This part of the story is basically accurate:

Researchers from Yokohama National University in Japan found that one of the chemicals used in the oil McDonald's cooks their fries in, can mass produce hair follicle germs.
Dimethylpolysiloxane, the chemical used by McDonald's to prevent its fry oil from frothing, helped create new hair growth in mice.

You can read all about the research at Yokohama National University by clicking here. The summary of the study of "practical hair regeneration technology" says:

Researchers have developed a method for the mass preparation of cellular aggregates, also known as 'hair follicle germs (HFGs)', that may lead to a new treatment for hair loss.

One key to success of the research was finding that Dimethylpolysiloxane worked as a "culture vessel" for the mass production of the HFGs.

"The key for the mass production of HFGs was a choice of substrate materials for culture vessel," says the corresponding author Junji Fukuda, Professor, Yokohama National University. "We used oxygen-permeable dimethylpolysiloxane (PDMS) at the bottom of culture vessel, and it worked very well."

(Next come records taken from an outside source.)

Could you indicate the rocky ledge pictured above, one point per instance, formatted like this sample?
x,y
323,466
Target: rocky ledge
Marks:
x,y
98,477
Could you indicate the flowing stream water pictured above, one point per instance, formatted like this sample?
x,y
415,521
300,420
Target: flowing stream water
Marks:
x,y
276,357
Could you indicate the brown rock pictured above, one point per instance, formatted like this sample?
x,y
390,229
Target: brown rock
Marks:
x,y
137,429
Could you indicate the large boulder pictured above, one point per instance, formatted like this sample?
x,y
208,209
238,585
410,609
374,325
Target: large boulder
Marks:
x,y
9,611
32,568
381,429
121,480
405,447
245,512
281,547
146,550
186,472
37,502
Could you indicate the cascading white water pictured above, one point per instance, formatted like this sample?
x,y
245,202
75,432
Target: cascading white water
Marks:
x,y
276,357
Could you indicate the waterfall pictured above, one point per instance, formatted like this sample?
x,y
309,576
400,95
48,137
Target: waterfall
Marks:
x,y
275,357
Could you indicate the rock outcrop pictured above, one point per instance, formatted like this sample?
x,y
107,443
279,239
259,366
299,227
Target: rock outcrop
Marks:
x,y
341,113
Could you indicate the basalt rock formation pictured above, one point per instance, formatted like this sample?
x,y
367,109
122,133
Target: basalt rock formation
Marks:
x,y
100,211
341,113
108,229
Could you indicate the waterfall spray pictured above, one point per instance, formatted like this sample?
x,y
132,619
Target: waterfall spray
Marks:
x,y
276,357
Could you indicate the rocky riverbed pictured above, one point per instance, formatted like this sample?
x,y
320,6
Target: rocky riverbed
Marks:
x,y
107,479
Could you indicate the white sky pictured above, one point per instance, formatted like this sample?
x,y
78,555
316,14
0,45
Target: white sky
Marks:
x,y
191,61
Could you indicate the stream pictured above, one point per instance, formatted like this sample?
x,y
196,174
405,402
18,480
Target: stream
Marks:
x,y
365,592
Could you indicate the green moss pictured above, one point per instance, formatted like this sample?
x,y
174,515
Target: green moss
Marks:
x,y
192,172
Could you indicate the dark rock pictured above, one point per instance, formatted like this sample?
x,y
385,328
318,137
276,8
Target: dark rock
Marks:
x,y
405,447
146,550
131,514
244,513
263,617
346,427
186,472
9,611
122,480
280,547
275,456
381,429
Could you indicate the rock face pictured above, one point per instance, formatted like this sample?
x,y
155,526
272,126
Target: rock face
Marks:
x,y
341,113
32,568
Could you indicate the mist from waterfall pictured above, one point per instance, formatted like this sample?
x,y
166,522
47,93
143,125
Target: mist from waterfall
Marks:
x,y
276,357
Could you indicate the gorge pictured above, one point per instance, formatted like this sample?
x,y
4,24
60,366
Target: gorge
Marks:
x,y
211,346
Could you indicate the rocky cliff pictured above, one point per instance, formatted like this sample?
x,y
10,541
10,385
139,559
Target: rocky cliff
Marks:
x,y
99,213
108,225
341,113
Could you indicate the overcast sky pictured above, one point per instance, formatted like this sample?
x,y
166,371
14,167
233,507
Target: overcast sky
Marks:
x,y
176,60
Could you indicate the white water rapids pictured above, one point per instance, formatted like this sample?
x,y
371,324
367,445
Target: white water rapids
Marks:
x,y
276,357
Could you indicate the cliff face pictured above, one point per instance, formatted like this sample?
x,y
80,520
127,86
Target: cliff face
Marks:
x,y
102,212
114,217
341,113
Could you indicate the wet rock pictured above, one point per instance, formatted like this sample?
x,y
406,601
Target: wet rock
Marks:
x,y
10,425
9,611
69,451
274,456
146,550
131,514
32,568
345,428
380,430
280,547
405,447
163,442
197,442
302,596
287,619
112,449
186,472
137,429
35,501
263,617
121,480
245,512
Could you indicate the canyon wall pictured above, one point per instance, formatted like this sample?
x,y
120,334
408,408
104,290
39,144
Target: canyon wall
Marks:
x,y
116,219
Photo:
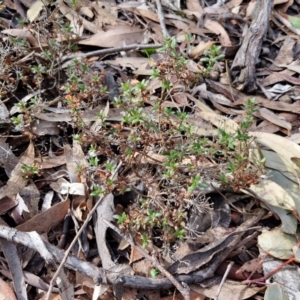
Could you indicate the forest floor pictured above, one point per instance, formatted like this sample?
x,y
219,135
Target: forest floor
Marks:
x,y
149,149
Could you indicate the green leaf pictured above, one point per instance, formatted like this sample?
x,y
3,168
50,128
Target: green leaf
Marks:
x,y
277,243
295,21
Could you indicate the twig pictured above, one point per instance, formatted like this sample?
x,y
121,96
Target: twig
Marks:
x,y
89,217
110,51
223,279
183,290
161,19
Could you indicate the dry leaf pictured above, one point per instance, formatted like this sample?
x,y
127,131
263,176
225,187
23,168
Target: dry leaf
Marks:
x,y
116,37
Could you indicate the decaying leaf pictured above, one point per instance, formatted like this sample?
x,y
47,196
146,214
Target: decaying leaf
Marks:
x,y
277,243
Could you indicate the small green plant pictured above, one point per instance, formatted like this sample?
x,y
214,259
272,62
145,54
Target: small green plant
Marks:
x,y
196,183
121,218
97,191
212,56
179,234
30,171
154,273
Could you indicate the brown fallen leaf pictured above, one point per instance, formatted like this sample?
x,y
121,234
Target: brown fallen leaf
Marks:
x,y
116,37
273,118
219,30
6,292
48,219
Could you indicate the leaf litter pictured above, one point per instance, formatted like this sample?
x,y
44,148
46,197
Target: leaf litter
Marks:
x,y
136,165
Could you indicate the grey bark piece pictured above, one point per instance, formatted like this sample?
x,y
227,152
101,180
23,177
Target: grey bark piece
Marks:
x,y
248,53
105,210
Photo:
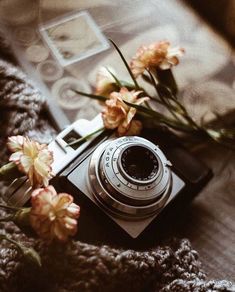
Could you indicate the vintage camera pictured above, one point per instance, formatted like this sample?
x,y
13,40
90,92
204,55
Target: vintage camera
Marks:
x,y
129,178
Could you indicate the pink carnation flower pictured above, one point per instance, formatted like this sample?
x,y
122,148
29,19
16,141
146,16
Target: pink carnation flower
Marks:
x,y
53,216
32,158
119,115
156,55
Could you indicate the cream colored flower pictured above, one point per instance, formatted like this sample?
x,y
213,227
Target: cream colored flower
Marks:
x,y
105,83
159,54
32,158
53,216
119,115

But it does nothing for your hair if you consume it through fries. And, yes, McDonald's confirmed on its website that the chemical is in its fry oil:

Yes, minute quantities of dimethylpolysiloxane are present in our oil. Dimethylpolysiloxane is a food-grade additive that is deemed safe by the World Health Organization. As you rightly mentioned, it acts as an anti-foaming agent to protect our crew from excessive foaming, splashing or bubbling, which occurs when food is added to very hot oil.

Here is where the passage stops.